Historic university building in Istanbul awaits restoration three years after fire

Historic university building in Istanbul awaits restoration three years after fire

Gülseven Özkan – ISTANBUL
Historic university building in Istanbul awaits restoration three years after fire The 142-year-old Galatasaray University building, which burned down in 2013, has been longing for a complete restoration and patience is running out, the university’s rector Prof. Ertuğrul Karsak has told daily Hürriyet in an interview.

The restoration process hung back without project confirmation from the regional cultural preservation board as the building’s fate became more unclear with the resignation of the project’s owner, architect Sinan Genim.

Karsak however said temporary roof construction work began with the help of about 1 million Turkish Liras from the university’s budget.

“We had wanted to begin restoration in summer 2015. When Genim resigned, the project came to a deadlock and we concentrated on building a temporary roof, as the preservation board originally requested. The works began with a 1 million [lira] budget in late October.
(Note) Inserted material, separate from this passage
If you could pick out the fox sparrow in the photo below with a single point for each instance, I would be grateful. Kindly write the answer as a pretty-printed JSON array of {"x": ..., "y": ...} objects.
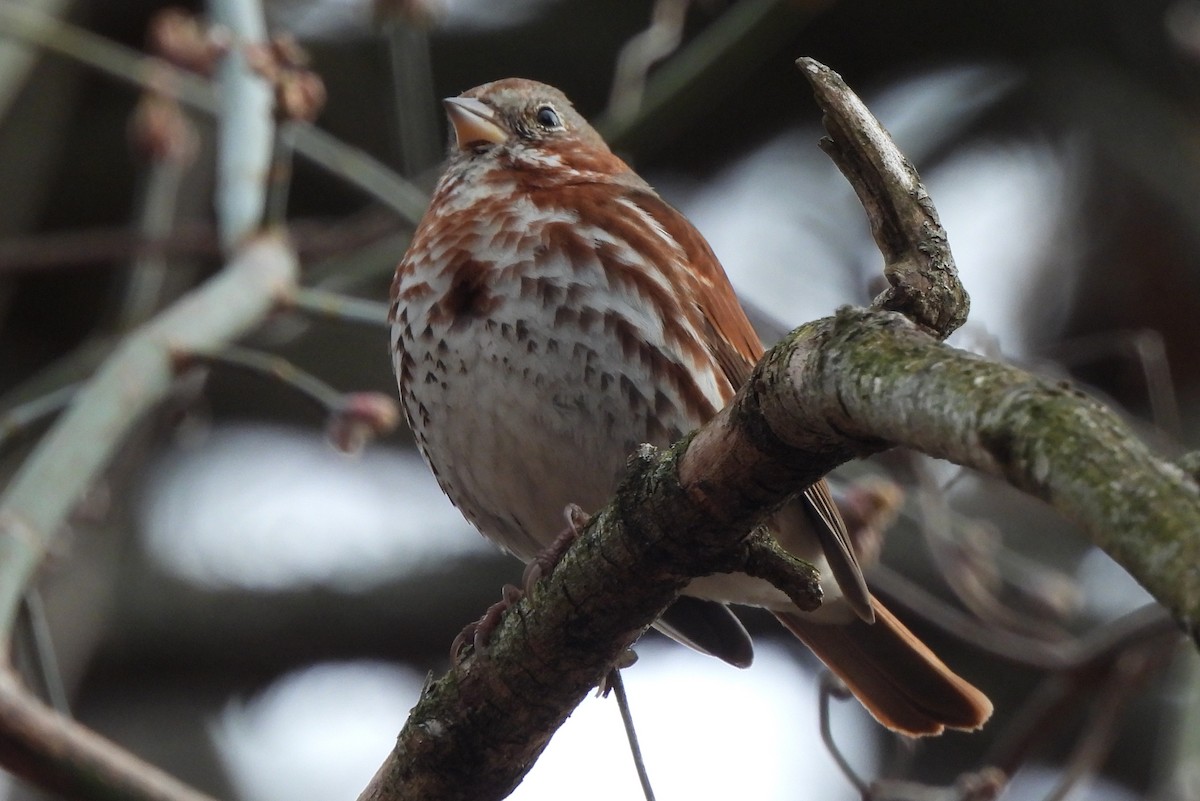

The roof is expected to be finished later this month,” Karsak said.

The rector also explained the main reason behind the divergence with the preservation board, saying the board wanted to protect it in any case while the architect defended that they could not rebuild the historical building along its original vision as it was constructed 150 years ago.

He added that he had no worries about alternative uses of the building such as a hotel, urging for an immediate restoration process with or without the current architect.

Karsak said the university had collected a total of 4.6 million liras in donations, so financial resources were not an issue. He also said divergences between the preservation board and the university should be put aside for the restoration.

“It has really been for a while and everyone ran out of patience. The restoration works should immediately begin. We need to find a solution without making it a personal issue and by putting divergences aside. We aim to make revisions on the project before Jan. 22, [2016], complete the restoration within two years and make it ready for education,” Karsak concluded, giving a timeframe ahead of marking the third year since the fire.

The historic university building caught fire on Jan. 22, 2013, and spread quickly because the building, originally called Feriye Palace and built in 1871, was made of wood. Extinguishing the fire took nearly five hours despite the fire department’s land and sea approaches to the blaze. However, there were claims officials began signing reports after the initial fire was controlled only a few minutes before the roof of the building caught fire and eventually collapsed.